Franko Ivan Yakovlevich is a famous Ukrainian writer, poet, scientist, publicist. In 1915 he was nominated for the Nobel Prize, but an untimely death disrupted the consideration of his candidacy.
Biography
Ivan Yakovlevich was born in August 1856 on the twenty-seventh in the small village of Naguevichi in the family of a wealthy peasant blacksmith. His mother, Maria Kulchitskaya, a representative of the ruined Kulchitsky family, was thirty-three years younger than her husband. Franco in his writings always described his childhood in the brightest colors. His father died in 1865, and the boy was grieving at the loss.
Ivan began to receive his school education in Yasenitsa-Solnaya. After studying there for only two years, he was transferred to a school at the monastery. After completing his studies, Franco began to engage in tutoring. Having a great love of reading and despite serious financial difficulties, Franco regularly allocated money from his budget to replenish his personal book collection.
In 1875 he entered the Lviv University at the Faculty of Philosophy. There he also became a member of the Russophile community, which popularized "paganism" and used it as a literary language. Franco's first works were written on it. In 1877 he ended up behind bars, where he spent nine months in the same cell with murderers and thieves.
Career
In 1885 he took up the post of editor-in-chief in the print edition "Zorya". For two years he was extremely successful in publishing a newspaper. He attracted to work many talented writers from Little Russia. But despite this, the "Narodovtsy" were skeptical of the editor, they were embarrassed by their excessive love for Russian writers, in their opinion it was posturing and "Muscovite". Having retired from work in the "Zor", Ivan Franko took up work directly in the "People".
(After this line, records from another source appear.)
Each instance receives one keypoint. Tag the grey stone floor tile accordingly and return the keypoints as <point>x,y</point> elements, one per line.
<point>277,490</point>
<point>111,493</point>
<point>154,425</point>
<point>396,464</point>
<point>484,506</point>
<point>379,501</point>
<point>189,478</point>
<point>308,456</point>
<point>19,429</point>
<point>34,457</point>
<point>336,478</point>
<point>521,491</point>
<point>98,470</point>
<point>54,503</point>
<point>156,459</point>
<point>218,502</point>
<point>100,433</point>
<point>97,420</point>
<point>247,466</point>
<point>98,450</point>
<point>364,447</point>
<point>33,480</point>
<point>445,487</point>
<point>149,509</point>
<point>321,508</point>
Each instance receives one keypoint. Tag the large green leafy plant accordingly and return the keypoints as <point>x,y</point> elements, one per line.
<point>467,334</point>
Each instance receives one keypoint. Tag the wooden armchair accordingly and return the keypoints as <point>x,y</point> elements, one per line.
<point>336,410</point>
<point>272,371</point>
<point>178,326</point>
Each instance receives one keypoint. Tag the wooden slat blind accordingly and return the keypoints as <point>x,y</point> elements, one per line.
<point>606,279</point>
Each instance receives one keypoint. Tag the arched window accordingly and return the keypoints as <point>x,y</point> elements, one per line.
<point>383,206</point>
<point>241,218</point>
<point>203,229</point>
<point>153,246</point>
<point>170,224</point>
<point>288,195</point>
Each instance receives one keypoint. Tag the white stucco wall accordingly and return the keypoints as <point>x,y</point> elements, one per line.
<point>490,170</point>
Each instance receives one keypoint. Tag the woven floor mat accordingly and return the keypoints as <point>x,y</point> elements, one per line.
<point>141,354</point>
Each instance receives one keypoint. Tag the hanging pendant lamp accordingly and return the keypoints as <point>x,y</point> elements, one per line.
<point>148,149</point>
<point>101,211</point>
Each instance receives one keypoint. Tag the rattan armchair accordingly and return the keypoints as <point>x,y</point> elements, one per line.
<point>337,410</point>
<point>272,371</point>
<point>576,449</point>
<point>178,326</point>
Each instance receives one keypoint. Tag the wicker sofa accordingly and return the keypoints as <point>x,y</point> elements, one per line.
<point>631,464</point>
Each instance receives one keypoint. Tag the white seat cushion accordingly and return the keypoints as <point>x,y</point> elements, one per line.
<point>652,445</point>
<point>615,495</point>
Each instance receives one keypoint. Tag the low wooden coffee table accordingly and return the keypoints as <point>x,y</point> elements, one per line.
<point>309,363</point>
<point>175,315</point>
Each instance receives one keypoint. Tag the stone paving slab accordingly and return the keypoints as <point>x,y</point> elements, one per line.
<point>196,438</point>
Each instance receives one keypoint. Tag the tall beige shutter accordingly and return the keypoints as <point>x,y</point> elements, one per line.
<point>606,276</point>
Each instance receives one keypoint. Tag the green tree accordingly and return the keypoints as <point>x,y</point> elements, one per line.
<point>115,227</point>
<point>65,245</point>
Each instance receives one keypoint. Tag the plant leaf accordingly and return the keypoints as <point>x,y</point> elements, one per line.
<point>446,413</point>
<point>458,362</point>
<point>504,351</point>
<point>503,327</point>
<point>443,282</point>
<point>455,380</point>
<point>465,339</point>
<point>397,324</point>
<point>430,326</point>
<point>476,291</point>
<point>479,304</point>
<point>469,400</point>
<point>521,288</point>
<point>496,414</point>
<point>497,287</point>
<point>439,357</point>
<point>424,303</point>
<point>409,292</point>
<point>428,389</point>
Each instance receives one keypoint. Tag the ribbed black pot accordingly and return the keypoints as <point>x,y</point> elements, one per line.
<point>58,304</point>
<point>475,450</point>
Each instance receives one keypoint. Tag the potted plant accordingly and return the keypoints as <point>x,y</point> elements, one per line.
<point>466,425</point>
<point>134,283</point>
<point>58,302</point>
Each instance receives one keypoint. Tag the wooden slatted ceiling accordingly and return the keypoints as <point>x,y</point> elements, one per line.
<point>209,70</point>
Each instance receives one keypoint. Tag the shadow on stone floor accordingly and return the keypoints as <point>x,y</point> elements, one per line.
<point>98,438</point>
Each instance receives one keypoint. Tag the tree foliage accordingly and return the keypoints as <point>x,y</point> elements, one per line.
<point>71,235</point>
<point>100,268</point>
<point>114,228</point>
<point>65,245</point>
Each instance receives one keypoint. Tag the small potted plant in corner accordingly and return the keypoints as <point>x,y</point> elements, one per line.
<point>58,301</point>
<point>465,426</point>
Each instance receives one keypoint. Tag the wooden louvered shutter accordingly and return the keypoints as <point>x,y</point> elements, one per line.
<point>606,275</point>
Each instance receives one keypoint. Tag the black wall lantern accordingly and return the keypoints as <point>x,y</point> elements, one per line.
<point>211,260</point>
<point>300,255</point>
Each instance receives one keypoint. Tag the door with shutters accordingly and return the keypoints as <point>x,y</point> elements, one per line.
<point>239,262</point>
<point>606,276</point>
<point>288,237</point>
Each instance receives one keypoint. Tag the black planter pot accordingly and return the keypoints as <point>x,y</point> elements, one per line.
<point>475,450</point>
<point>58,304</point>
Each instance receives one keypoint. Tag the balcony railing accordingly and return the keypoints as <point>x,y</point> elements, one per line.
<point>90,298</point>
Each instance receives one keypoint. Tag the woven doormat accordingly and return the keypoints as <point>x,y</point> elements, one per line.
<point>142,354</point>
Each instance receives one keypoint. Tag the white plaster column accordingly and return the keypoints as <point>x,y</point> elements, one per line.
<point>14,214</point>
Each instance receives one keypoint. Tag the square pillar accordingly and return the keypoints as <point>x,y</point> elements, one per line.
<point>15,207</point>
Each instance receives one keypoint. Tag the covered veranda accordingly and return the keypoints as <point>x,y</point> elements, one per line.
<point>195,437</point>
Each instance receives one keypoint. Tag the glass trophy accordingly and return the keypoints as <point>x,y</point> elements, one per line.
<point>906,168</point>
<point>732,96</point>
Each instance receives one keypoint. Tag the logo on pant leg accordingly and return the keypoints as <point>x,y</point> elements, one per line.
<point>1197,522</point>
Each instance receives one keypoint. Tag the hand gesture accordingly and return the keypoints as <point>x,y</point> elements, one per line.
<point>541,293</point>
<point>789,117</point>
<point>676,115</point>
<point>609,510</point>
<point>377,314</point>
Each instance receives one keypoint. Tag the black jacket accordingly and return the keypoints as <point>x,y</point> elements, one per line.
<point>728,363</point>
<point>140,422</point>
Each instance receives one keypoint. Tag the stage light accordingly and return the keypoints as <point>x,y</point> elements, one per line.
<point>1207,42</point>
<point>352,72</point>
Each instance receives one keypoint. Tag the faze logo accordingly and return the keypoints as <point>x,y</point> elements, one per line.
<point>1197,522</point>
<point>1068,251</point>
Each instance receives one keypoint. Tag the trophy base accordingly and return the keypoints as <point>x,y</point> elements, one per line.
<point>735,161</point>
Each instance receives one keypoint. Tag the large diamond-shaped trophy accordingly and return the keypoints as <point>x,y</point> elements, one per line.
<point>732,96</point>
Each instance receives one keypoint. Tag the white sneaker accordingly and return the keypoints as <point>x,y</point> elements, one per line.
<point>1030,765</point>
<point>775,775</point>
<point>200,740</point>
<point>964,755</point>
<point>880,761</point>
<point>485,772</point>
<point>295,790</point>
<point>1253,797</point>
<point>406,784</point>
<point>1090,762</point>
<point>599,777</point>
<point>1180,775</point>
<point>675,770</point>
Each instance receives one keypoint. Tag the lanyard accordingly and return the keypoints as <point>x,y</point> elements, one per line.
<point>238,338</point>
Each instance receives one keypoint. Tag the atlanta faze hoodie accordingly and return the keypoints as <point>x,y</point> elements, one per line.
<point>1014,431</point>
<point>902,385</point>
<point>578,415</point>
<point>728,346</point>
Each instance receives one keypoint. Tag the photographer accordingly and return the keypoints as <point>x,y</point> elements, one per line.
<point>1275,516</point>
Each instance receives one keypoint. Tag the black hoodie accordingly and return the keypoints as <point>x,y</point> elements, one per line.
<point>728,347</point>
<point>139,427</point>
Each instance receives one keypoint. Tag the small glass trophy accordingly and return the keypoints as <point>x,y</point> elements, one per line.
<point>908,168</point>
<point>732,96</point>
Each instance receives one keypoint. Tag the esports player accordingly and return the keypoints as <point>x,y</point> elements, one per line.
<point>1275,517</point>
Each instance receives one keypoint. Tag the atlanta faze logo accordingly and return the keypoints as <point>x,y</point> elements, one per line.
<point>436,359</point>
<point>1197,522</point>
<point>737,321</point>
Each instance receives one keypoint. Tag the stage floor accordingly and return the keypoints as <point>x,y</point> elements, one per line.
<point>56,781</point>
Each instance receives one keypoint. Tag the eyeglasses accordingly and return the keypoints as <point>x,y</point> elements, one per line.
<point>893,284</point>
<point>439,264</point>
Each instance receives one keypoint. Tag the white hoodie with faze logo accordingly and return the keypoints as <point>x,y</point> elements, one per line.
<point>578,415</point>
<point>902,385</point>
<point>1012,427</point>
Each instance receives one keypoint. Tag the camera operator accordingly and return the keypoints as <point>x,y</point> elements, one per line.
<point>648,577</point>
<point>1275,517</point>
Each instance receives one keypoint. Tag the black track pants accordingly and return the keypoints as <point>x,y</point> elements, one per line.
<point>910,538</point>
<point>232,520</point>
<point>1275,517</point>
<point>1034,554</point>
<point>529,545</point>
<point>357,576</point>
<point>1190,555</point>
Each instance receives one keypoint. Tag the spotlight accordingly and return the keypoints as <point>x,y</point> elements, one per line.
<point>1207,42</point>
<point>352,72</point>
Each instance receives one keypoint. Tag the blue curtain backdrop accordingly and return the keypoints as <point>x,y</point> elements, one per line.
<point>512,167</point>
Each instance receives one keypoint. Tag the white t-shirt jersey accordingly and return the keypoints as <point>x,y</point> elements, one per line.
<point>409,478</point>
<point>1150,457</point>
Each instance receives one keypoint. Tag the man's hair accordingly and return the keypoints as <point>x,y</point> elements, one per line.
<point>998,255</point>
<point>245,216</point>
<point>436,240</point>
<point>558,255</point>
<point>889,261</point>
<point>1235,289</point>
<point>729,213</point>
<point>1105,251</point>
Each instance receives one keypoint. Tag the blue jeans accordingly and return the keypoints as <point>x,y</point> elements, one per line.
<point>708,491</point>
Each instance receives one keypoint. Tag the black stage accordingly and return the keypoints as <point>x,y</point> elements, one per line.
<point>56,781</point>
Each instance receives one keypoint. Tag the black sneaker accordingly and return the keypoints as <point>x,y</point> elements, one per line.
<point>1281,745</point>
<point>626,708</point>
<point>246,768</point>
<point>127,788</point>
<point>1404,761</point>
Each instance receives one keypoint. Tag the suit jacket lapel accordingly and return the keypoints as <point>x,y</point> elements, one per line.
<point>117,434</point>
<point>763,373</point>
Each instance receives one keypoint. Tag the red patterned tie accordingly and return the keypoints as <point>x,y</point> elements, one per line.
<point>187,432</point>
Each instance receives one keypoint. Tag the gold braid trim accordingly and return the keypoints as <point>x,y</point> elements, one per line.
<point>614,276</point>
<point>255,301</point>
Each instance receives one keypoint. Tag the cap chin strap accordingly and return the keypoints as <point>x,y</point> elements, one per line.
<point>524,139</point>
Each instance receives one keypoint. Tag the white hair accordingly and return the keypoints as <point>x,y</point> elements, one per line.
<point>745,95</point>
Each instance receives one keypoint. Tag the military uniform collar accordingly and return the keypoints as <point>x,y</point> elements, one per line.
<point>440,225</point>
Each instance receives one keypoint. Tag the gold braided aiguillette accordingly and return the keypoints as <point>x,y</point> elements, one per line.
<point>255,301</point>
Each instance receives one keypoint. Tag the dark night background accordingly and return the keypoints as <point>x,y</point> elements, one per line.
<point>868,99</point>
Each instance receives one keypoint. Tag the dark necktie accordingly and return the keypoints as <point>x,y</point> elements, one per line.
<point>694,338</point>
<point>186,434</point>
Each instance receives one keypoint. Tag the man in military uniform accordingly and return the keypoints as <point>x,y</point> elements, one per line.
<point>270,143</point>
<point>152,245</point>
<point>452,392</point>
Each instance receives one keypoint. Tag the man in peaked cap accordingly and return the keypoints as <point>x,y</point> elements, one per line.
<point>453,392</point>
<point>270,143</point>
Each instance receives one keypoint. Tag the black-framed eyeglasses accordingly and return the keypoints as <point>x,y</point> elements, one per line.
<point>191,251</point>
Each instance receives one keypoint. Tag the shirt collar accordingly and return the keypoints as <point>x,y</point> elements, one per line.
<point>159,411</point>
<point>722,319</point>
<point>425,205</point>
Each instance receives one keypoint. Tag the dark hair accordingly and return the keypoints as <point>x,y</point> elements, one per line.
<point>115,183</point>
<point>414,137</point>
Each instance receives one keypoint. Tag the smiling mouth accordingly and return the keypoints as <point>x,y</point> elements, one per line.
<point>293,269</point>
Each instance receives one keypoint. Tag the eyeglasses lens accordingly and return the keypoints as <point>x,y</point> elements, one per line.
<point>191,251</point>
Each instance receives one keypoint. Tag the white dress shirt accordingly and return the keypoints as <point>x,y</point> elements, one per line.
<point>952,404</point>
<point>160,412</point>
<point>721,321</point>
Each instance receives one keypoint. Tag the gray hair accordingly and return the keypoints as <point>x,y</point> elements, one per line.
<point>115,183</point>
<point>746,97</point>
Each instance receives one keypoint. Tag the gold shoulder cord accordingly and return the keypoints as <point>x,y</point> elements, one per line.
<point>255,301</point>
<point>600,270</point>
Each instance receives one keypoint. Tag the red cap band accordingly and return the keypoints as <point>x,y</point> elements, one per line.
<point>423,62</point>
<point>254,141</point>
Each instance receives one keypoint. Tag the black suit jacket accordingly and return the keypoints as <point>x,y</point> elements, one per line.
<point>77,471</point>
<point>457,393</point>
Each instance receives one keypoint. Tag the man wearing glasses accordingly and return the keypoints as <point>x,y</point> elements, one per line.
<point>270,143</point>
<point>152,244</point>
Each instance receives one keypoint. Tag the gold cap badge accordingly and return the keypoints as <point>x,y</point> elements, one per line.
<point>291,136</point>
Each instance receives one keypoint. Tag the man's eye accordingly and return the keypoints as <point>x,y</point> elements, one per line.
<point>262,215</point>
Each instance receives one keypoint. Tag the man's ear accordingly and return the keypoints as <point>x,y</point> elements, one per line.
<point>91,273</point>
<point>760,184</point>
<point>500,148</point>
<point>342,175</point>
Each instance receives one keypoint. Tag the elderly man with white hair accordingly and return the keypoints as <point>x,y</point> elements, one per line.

The party had a large bias in favor of the peasants, which appealed to the talented writer. Work in the party lasted until 1893. In 1893, Franco decided to take up scientific work and returned to Lviv University. In 1895 he was elected to the department of Old Russian and Ukrainian literature. However, he did not succeed in taking the post, the Galician governor expressed serious indignation at Franco's imprisonment and forbade him to be appointed professor.
Since 1898, Ivan Yakovlevich took the chair of one of the editors of the journal "Scientific and Literary Bulletin", which was published by the Shevchenko Society.
Personal life and death
The famous writer and politician suffered from mental disorders in the last years of his life. He died at the height of the First World War, in May 1916 in poverty and oblivion. The talented writer was buried in Lviv.
Ivan Yakovlevich had two sons: Peter and Taras. Peter worked for a long time in the Supreme Council of the Ukrainian SSR, but in the late thirties he fell under suspicion of disloyalty and was arrested in 1941. Taras was a teacher of literature, and after the Second World War he followed in his father's footsteps and took up writing.